I am using dgemm function from Math Kernel Library in my FORTRAN source code to do the following matrix calculation:
X = A - transpose(B) *C
A is 400*400 dense matrix, B is 10000*400 sparse matrix and C is 10000*400 matrix.
CALL dgemm('T', 'N', 400, 400, 10000, -1.d0, . B, 10000, C, 10000, 1.d0, A, 400)
This operation takes about 3.5 seconds! which is a lot in my program! 1.Is 3.5 seconds a reasonable amount of time for this operation? 2. Is there any way to speed up the process?
I am using a dell computer which has Intel Core 2 Duo CPU and my MKL version is 10.0.1 which is relatively old. My last question is if I switch to the most recent MKL can I see significant improvement in the performance for matrix multiplication?
A few suggestions:
Hi Zhang Z,
Thanks for your reply and good suggestions.

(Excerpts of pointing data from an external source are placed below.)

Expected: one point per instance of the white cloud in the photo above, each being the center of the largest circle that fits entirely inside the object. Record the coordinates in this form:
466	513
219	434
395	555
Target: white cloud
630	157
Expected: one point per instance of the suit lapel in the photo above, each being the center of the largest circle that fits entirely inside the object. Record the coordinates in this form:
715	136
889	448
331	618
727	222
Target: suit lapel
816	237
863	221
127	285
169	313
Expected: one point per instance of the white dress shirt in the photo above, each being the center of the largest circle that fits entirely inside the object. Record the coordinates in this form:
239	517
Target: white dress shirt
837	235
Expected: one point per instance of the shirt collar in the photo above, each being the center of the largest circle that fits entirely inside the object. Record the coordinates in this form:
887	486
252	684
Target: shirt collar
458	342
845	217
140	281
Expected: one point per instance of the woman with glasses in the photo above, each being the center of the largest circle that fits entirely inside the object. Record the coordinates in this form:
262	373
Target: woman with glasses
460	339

I tried both sequential and parallel forms. But I could not see significant improvement in performance.
I also change number of threads from default which is maximum number of threads possible to 1 thread. But nothing significant happened!
I store B as full-storage format! I am definitely going to try the sparse multiply function.
I found out that the speed is a direct function of number of columns of C matrix (I changed number of rows too but it was not really major factor). With number of columns equal to 11000 I get the following results:
Number of rows = 363, Time=3.34 seconds
Number of rows = 120 Time=0.3 seconds
Number of rows = 30 Time=0.016 seconds
Would you please explain me why timing is so different based on number of rows? Does it make sense for you? Is the new version of MKL improved in this part?